Talsma helped make sure Niemi wasn’t afraid when rescuers got there.

“That’s one of the reasons why they wanted me to go up there so bad because they knew he’d recognize me,” Talsma said. “We didn’t know if he was going to be scared or anything and that I’d be able to calm him down.”

The Michigan State Police said he withstood the elements by taking shelter under a log where he was found.

“What I heard is he didn’t drink any of the water, he didn’t eat anything,” Talsma said. “And then at night, he would find low pine trees and he’d take branches and leaves and cover himself with it and he would sleep there most of the night.”

It was quite a moment when they found him.

“It was interesting, all the young guys without kids ran to check his condition and see how he was,” Tingstad said. “And all the dads in the group basically just stood back and were like thank the Lord that he was alright, he was safe, and just sat back and took it all in that it was a success.”

Before he was found, the state police talked about the tough conditions in the woods. Before he went missing, the state park posted how tough the park was to get to with South Boundary Road closed to through traffic, Lake of the Clouds still inaccessible, trails still snow packed and rivers raging.
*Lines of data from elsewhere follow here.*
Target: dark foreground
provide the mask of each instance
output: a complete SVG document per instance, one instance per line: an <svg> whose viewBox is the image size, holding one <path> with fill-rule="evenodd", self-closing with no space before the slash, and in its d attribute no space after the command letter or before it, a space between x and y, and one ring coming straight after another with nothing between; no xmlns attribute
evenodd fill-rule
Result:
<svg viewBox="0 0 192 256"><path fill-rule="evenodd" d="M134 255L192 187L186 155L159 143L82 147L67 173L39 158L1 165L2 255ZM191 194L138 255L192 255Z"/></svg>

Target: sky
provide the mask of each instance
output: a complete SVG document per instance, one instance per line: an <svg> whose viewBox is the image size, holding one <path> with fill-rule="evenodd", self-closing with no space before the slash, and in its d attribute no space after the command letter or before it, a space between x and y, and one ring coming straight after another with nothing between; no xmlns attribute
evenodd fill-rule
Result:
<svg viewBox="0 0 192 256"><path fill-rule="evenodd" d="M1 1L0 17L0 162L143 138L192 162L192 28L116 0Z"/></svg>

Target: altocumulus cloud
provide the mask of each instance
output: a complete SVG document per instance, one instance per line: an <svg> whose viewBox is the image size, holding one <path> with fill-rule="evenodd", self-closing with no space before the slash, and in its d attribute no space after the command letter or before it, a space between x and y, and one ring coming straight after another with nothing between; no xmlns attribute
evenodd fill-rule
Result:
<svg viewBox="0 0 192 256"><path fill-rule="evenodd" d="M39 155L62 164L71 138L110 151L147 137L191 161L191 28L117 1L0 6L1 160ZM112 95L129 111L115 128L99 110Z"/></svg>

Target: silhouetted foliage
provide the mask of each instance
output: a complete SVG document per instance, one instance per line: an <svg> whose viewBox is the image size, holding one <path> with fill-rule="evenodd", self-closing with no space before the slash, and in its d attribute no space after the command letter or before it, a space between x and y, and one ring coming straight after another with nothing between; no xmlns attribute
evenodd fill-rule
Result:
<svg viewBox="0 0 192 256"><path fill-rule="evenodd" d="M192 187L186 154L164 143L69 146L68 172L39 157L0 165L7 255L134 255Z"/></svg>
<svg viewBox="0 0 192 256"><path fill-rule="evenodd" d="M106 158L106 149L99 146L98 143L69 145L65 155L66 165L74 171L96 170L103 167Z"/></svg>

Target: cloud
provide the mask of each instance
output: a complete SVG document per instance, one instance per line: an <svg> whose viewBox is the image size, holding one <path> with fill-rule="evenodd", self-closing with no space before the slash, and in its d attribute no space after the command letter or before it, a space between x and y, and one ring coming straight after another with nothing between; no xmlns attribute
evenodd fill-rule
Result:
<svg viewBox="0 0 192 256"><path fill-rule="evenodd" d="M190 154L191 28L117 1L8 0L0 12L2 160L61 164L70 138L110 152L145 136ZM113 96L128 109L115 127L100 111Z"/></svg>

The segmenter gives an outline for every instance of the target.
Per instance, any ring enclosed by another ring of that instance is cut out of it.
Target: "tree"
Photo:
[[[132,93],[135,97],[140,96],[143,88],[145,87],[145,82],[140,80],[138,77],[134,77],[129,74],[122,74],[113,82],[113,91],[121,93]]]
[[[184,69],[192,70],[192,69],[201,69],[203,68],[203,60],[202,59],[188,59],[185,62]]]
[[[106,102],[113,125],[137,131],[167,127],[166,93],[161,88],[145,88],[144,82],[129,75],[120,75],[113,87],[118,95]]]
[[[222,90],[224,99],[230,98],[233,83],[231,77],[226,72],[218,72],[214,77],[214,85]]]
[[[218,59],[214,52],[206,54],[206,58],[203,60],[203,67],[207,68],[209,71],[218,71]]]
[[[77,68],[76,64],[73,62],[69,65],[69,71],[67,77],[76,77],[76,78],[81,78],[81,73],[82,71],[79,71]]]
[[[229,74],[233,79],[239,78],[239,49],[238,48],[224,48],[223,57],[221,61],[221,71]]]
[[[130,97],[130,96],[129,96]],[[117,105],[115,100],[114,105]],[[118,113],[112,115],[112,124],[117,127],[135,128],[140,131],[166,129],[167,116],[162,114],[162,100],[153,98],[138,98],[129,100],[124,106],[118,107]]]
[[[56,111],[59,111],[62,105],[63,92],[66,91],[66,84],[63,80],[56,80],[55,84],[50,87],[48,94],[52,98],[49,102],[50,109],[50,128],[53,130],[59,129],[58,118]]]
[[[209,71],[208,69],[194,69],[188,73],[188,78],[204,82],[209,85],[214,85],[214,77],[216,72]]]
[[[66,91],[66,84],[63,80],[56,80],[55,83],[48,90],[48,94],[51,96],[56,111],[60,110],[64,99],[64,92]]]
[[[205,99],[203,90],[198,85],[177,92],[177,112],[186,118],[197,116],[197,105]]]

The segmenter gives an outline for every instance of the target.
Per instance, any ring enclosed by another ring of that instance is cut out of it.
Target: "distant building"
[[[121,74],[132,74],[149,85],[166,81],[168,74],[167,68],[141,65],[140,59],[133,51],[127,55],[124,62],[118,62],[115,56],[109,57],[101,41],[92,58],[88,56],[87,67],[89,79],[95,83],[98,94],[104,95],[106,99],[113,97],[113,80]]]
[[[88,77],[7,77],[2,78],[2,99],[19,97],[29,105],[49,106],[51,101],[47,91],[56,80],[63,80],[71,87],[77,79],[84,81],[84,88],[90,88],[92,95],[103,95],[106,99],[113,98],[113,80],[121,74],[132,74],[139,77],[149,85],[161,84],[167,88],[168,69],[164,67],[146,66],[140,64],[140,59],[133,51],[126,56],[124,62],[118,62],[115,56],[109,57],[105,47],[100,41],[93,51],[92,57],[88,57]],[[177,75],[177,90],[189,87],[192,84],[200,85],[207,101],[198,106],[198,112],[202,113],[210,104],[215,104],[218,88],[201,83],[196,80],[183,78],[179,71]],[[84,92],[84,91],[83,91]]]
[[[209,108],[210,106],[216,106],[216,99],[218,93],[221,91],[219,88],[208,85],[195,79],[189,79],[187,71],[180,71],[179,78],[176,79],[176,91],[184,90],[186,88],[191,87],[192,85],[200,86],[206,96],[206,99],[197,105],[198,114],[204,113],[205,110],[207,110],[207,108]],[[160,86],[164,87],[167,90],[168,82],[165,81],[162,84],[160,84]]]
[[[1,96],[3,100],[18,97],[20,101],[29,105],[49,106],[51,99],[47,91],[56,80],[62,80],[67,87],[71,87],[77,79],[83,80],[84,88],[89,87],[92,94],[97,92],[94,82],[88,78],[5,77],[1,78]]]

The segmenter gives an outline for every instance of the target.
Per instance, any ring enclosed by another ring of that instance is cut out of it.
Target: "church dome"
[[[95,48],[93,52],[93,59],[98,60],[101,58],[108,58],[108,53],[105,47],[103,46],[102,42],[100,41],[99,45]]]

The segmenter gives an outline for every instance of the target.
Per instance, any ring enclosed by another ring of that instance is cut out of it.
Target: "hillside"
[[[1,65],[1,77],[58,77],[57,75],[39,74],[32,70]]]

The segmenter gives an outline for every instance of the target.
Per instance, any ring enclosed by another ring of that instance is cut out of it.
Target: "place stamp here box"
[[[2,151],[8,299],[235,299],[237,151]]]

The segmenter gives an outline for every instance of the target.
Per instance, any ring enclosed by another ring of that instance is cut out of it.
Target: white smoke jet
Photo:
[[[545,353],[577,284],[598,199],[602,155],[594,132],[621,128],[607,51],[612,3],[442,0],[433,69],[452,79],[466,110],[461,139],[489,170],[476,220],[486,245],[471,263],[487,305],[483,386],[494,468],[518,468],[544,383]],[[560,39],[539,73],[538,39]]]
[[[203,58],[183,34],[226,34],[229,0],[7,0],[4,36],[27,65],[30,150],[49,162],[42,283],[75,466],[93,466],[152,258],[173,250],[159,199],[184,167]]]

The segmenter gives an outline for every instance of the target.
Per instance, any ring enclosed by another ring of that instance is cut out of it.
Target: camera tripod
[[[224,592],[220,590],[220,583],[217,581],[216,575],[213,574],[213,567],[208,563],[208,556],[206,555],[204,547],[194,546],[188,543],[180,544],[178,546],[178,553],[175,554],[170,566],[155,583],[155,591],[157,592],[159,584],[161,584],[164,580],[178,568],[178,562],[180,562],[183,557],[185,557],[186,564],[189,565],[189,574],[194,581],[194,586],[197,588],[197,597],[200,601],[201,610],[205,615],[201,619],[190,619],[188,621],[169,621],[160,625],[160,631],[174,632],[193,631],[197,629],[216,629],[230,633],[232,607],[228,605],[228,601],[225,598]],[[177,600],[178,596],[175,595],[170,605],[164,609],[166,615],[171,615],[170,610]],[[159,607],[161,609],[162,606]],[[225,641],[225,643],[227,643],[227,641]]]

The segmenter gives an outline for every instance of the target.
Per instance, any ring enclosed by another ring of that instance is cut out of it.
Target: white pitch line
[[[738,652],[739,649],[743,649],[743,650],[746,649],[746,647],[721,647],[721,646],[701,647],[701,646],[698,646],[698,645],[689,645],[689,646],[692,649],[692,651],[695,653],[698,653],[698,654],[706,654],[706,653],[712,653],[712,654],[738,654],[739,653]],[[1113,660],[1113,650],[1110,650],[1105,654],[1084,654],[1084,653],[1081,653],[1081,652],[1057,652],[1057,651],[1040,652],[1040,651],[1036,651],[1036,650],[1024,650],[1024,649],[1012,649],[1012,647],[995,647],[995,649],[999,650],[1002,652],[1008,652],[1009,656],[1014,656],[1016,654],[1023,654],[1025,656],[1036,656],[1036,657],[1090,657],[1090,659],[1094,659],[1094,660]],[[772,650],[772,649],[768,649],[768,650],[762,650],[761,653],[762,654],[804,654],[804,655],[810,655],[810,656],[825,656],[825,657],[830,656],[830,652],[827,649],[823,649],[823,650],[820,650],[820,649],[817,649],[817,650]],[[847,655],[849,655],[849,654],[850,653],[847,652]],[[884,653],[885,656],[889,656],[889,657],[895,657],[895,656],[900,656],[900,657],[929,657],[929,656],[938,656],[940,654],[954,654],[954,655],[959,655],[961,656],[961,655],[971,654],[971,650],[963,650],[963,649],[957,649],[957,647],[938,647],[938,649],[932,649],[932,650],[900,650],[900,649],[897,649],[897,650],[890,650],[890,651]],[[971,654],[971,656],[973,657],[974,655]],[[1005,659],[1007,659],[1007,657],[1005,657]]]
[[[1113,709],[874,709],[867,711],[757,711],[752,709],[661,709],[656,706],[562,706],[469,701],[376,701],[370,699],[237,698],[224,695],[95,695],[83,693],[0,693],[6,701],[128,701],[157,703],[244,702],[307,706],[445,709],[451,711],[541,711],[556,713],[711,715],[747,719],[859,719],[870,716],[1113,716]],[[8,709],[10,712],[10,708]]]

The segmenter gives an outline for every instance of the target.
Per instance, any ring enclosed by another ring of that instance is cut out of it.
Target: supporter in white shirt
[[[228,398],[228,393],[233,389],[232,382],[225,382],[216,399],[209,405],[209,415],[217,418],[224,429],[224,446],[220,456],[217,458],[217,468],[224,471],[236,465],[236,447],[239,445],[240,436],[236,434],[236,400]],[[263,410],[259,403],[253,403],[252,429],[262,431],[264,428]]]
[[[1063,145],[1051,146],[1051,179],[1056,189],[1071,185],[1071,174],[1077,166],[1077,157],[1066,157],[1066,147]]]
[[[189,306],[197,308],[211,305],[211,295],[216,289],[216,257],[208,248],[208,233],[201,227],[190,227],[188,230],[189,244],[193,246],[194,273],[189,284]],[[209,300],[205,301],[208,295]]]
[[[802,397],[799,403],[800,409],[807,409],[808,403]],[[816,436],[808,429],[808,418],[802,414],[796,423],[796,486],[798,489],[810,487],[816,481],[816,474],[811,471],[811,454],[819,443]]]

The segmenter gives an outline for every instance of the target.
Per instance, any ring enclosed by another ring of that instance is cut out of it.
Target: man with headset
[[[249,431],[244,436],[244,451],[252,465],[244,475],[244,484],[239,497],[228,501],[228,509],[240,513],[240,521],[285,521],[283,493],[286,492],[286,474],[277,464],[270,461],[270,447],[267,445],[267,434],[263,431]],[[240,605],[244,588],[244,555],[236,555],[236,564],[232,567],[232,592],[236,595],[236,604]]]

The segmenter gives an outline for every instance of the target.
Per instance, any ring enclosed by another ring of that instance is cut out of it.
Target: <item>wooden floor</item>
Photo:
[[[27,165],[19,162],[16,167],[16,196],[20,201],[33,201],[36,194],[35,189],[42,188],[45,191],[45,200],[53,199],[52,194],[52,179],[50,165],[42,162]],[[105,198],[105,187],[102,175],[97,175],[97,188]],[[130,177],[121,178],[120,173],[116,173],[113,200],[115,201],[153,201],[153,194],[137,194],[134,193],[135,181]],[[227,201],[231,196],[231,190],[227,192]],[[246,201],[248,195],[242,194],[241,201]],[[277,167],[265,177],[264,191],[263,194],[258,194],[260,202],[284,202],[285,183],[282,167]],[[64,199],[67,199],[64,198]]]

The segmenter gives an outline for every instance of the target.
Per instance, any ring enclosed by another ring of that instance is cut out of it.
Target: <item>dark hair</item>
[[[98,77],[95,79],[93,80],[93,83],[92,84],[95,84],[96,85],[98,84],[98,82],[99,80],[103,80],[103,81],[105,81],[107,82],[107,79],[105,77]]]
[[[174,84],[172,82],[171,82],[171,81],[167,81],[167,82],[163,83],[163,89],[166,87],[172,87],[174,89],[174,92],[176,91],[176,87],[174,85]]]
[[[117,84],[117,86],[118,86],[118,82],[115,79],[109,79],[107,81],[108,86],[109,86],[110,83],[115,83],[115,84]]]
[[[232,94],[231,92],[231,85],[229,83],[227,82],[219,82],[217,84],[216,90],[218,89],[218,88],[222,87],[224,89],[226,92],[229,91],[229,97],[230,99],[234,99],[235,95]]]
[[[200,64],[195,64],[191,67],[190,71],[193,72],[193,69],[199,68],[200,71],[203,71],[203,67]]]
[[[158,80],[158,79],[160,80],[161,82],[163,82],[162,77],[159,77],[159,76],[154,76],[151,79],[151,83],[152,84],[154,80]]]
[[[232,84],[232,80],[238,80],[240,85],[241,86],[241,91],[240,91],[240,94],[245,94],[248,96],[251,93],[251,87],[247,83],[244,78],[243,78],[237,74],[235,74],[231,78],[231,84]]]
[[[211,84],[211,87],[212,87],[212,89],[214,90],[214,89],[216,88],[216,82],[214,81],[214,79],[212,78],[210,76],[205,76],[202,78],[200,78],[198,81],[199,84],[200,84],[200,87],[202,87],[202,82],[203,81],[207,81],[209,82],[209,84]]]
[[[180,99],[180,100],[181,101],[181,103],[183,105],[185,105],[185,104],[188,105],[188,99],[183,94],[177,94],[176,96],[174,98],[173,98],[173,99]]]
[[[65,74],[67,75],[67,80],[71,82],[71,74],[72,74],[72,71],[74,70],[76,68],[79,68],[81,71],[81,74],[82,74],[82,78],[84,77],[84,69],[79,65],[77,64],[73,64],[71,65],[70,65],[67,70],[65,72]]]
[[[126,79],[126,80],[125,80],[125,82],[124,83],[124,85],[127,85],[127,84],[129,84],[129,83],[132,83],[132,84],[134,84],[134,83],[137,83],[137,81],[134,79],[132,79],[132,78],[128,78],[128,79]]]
“Honestly, if any kid were to go up and get lost, I think the best one would have been Nante,” Talsma said. “I knew he’d be able to do it.”

Talsma led Hurley to the WIAA state boys basketball tournament last year for the first time since 1949. He also rewrote the school’s record book, becoming the school’s leading scorer late this season. Tingstad calls him “twenty-one thirty” for the 2,130 points he scored.

None of that compares now.

“This is probably the best thing that’s ever happened in Hurley because none of that other stuff really matters, but somebody’s life was on the line for this,” Talsma said.

“He made his mark here already,” athletic director Steve Lombardo said while he was waiting with Talsma for another interview. CNN and ABC News had already called Monday and the whirlwind continued Tuesday. “Another piece of who he is and what he’s going to be leaving here in a few weeks.”

Having Talsma out there to help rescue him contributed to the storybook ending. Connecting students of all ages has benefited them all at Hurley.

“It was pretty special for Nante to have a familiar face out there to see and feel comfortable knowing Eli,” Lombardo said. “Seeing Eli as well as a number of our other senior students who work so well with our elementary kids as role models for our school. They meet with those kids during lunchtime, at recess, interacting with them, which of course is a benefit of having a pre-K-12 building. We’re able to utilize a lot of our older students, Eli in particular, so to see how he interacts with kids on a day-to-day basis here, I knew that it was special for him and Nante, both, to meet in the wilderness together.”

Talsma has snowmobiled and hunted deer in the Porkies, and he had a connection with the other rescuers.

“Very fitting for him to be up there, he knows what he’s doing,” Lombardo said.

The Hurley staff met Sunday after hearing what had happened, Lombardo, also the elementary principal, said.

“We had a plan in place Monday morning to obviously support our students here,” he said. “Nante having four siblings, obviously a lot of students were connected to him and concerned.”

Once they found out he was safe, they announced the good news to the entire school to an “uproar of cheers.”

“It was certainly overwhelming, everybody was thankful, a lot of tears, a lot of happiness around the school. It certainly was a relief to be able to announce positive news to everybody,” Lombardo said.